Therefore, for practical purposes, to assess which signatures are present in any new sample or set of samples, we recommend this two-step process (Fig. 7): first fitting common organ-specific signatures followed by a search for rare signatures, which can be achieved using FitMS.
Discussion
We report a comprehensive SBS and DBS signatures analysis of a large cohort of 18,640 WGS tumors. Notably, majority of these samples were from patients recruited via the UK NHS (12,222) from across England, and the availability of open access WGS cancer data from ICGC and Hartwig Foundation were crucial for validation of findings. In all, 40 SBS and 18 DBS signatures that had not been previously reported, were revealed due to the increase in WGS cohort size. We were also able to confirm 42 previously reported SBS signatures and 9 previous DBS signatures. We introduce the notion of common and rare signatures for each tumor-type and observe that although the cohort of WGS cancers has increased substantially, most of the common signatures have been identified and many of the previously unreported signatures are low-frequency, rare processes. The landscape of signatures is thus likely to be saturating.

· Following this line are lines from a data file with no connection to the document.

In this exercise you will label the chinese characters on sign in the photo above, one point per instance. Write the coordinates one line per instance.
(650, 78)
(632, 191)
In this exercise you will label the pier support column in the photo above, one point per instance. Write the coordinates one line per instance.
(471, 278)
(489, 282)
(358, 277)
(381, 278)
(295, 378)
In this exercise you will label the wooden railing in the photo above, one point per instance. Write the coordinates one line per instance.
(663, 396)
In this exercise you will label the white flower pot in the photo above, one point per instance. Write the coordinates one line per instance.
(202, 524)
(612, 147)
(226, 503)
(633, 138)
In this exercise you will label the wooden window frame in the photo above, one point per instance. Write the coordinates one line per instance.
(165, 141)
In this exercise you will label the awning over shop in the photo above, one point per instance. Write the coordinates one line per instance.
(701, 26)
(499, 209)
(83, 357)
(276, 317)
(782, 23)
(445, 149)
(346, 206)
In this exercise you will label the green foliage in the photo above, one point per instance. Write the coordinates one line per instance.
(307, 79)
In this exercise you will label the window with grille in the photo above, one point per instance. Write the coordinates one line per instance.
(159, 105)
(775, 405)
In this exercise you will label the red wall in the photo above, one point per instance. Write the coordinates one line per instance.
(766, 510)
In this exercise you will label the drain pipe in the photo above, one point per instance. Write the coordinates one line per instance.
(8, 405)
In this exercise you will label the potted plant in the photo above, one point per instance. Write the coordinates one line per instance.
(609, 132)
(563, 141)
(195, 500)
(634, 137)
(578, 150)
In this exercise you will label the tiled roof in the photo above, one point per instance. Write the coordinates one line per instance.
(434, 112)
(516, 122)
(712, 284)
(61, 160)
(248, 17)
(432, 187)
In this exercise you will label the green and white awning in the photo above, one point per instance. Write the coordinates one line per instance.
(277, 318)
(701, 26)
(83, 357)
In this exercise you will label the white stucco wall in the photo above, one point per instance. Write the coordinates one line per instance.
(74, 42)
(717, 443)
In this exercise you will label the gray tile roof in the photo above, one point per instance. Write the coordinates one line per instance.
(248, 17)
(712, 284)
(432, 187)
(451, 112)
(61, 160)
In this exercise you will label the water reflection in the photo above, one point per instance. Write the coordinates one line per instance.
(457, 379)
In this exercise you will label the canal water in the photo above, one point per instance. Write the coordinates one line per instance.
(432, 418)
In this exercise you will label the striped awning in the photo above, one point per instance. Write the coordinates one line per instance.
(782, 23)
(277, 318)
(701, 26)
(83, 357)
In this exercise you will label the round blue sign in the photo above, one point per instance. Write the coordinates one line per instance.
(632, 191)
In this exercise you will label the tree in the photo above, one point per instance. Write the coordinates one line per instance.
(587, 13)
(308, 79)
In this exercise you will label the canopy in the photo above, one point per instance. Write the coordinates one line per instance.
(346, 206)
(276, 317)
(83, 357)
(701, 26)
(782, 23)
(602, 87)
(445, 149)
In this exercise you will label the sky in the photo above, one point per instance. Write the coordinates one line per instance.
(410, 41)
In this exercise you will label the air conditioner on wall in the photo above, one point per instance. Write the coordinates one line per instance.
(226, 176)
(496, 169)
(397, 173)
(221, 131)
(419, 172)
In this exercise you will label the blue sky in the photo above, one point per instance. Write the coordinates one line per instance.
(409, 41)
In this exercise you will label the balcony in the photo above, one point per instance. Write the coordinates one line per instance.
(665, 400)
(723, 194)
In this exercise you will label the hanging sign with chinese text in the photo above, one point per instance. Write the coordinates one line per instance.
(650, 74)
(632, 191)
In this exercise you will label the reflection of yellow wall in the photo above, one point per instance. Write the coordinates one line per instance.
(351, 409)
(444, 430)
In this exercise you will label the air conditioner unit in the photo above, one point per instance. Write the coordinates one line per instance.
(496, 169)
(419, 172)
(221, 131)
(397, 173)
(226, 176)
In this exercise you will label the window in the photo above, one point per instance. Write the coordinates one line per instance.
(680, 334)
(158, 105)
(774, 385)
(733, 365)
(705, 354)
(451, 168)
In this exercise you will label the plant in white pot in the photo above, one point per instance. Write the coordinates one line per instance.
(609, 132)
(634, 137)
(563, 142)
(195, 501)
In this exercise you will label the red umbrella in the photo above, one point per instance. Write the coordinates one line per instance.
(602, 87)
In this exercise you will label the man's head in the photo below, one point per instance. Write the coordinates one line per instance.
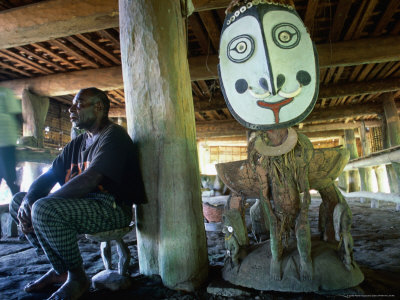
(89, 108)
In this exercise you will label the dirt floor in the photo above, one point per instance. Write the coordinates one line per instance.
(376, 234)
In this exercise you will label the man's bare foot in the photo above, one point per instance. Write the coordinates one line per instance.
(48, 279)
(71, 290)
(75, 286)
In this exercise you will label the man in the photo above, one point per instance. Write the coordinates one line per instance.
(10, 115)
(100, 180)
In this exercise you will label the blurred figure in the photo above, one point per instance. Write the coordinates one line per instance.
(10, 118)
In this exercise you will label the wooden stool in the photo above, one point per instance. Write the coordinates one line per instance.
(105, 239)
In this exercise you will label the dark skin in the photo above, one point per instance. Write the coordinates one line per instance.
(87, 112)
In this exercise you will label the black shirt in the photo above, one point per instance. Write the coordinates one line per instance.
(113, 155)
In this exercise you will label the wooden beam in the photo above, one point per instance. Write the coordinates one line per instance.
(359, 88)
(38, 155)
(330, 91)
(347, 53)
(48, 20)
(68, 83)
(384, 157)
(362, 51)
(338, 126)
(200, 5)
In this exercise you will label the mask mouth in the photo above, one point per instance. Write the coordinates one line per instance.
(263, 96)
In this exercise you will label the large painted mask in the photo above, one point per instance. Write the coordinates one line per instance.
(268, 66)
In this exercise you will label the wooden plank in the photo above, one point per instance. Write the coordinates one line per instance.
(110, 36)
(51, 19)
(196, 90)
(386, 17)
(201, 5)
(212, 27)
(354, 74)
(363, 51)
(355, 22)
(311, 11)
(104, 52)
(204, 88)
(11, 56)
(61, 44)
(41, 47)
(87, 50)
(46, 61)
(14, 69)
(69, 83)
(199, 32)
(365, 17)
(339, 19)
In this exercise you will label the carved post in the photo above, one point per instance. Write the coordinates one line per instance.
(34, 111)
(366, 173)
(350, 142)
(160, 117)
(344, 176)
(392, 139)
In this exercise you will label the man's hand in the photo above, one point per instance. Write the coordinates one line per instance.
(24, 217)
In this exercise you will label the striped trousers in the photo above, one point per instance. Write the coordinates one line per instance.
(57, 221)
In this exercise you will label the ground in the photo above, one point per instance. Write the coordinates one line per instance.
(376, 234)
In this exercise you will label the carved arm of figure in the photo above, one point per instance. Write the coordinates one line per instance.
(231, 245)
(342, 219)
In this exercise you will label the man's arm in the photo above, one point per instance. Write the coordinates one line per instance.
(80, 185)
(39, 189)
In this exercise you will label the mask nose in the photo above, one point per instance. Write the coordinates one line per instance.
(267, 85)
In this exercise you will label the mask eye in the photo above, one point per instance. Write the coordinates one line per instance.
(286, 36)
(240, 48)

The power to accurately discern mutational signatures is orders of magnitude greater using a pure WGS dataset when compared to other sequencing strategies. The genomic footprint for whole exomes (WES) is 100-fold lower and 2,000-4,000-fold lower in targeted sequencing (TS) experiments. Analyzing solely WGS cancers, rather than pooling data from diverse sequencing strategies, also avoids issues related to differing AT/GC representation in WES/TS data, which influence signature extractions.

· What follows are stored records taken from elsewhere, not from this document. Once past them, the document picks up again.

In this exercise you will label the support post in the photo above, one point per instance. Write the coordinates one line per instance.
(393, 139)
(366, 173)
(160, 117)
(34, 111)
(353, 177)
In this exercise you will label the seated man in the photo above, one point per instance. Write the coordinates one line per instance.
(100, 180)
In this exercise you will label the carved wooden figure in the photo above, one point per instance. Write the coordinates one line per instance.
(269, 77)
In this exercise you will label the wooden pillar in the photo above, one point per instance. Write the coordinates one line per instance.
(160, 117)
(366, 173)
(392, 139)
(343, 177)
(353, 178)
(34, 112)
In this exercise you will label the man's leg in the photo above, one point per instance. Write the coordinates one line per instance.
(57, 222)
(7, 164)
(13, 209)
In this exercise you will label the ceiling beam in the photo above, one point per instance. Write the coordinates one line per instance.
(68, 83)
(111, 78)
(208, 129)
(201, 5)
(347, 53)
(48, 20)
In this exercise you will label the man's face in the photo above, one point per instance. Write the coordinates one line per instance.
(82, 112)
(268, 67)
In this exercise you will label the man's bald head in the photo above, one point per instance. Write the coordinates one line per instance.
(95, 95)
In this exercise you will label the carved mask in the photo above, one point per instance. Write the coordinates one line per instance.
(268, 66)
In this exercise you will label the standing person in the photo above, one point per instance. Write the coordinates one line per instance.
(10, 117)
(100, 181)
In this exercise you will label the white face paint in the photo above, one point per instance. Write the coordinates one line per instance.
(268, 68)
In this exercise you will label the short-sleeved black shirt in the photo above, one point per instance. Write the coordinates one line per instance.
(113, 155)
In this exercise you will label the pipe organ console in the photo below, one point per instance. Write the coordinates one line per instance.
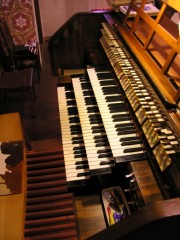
(122, 115)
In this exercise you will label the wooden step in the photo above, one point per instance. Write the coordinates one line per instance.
(49, 198)
(65, 227)
(32, 223)
(68, 210)
(65, 235)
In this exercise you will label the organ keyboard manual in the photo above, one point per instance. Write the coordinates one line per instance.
(120, 118)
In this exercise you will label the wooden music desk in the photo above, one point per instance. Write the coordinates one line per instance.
(12, 207)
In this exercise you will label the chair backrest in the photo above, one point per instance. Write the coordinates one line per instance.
(6, 32)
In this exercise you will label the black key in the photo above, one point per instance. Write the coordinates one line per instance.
(132, 150)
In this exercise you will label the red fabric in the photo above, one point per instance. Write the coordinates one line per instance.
(19, 18)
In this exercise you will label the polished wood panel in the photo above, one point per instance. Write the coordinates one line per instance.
(12, 207)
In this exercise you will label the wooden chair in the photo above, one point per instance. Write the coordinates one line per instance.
(17, 56)
(17, 81)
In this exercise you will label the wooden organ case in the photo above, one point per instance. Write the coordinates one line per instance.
(121, 117)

Methodologically, several points are worthy to note. First, grouping samples by organs and focusing on common mutational profiles has produced signatures that are highly reproducible across cohorts. Removing atypical samples in the first extraction step is especially important for large cohorts, where very rare signatures may be present and could interfere with the accurate identification of common signatures. Second, the use of three large independent cohorts is crucial to validate signatures found in single organs, such as SBS120, and that could otherwise be mistaken for other signatures or considered artefactual. Third, while some signatures may have very similar 96-element SBS profiles to other well-known signatures, additional information, such as co-occurrence with DBS signatures or transcriptional/replication strand bias, can suggest a different etiology and help validate them as distinct signatures. Thus, deeper investigation can often show distinctions indicating diverse etiologies, a caveat that must be considered when using mutational signatures in future analyses.
From a biological perspective, it is essential to discriminate signatures that provide diagnostic insights or are therapeutically informsoative from other signatures, particularly when there are feature similarities between them. Notable examples deliberated earlier include distinguishing MBD4-compromised SBS96 from other signatures with CpG propensity or correctly differentiating signatures that occur predominantly at CCN and TCN from UV-related SBS7a.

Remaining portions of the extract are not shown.